Some women dyed their hair–blonde and red were particularly popular hair colors. Something called Batavian foam was used to produce blonde hair; fat and ashes were used to produce red. Wigs made from the hair of Germans captured in battle were very popular because of their natural blondness.
Women regarded body hair as undesirable; so they removed such with pumice stone (ouch!). Facial hair was removed with resin and pitch.
A man might get his hair curled or have his hair cut. If he were experiencing severe hair loss, he might wear a wig to cover up the problem. Then, as now, some men looked for ways to conquer the hair loss problem. During the Republic, grease and oil were thought to make hair grow.

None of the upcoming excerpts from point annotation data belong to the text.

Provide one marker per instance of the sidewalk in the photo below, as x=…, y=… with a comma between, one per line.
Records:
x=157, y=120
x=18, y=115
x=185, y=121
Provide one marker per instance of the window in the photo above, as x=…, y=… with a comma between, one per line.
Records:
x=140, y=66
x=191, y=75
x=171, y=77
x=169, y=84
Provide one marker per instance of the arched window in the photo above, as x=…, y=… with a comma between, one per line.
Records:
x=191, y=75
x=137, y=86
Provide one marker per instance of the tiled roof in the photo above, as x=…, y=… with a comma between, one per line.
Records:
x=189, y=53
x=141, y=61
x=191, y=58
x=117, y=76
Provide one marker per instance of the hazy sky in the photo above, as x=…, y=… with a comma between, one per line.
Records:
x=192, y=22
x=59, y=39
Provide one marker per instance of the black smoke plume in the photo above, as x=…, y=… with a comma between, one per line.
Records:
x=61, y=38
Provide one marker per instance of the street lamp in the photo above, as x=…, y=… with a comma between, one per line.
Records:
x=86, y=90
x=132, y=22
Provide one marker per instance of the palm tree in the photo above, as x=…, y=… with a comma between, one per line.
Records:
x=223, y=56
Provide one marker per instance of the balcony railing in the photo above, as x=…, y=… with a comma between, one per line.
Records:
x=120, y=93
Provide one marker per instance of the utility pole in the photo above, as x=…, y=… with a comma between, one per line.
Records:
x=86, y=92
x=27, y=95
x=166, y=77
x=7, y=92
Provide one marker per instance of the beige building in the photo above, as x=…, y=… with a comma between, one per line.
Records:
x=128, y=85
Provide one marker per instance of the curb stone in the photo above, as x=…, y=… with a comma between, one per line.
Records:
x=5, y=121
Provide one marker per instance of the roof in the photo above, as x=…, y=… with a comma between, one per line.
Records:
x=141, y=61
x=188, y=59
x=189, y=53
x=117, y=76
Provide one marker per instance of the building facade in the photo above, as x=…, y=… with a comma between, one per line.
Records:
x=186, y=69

Beards were out-of-fashion among the aristocracy of the Late Republic; and didn't come back into vogue until the first century CE. So men shaved or used the pitch-and-resin-facial-hair-removal technique to ensure they remained clean-shaven. If a man were in mourning, though, his hair and beard were permitted to grow as a sign of his sorrow. The poor often ignored fashion since it was thought impossible for a man to shave himself and they could ill afford the expense of a daily barbering. Sometimes young men would wear beards just to draw reactions from their elders (sound familiar?).
As we do today, a man went to a barbershop where the barber (tonsor)–either male or female–would cut their hair or remove it.
Children were allowed to grow their hair long, often down to the shoulders. Young girls usually wore their hair knotted at the back of the neck or in a ponytail, but some had curls or bangs, which could be either straight or curled.
Boys didn't shave until they achieved their majority and could wear the toga. When they did, the downy remnants of their first shaving were often preserved in a small box and offered as a sacrifice to one of the Roman gods.
A calmistrum, a hollow iron instrument in the shape of a rod, was used to obtain lasting curls. Combs were made of ivory, wood, tortoiseshell or sometimes gold. Hairpins, ribbons, nets, and tiny combs were used to hold hair in place. Razors were made of bronze or iron and weren't very sharp. Mirrors were made of polished bronze or silver.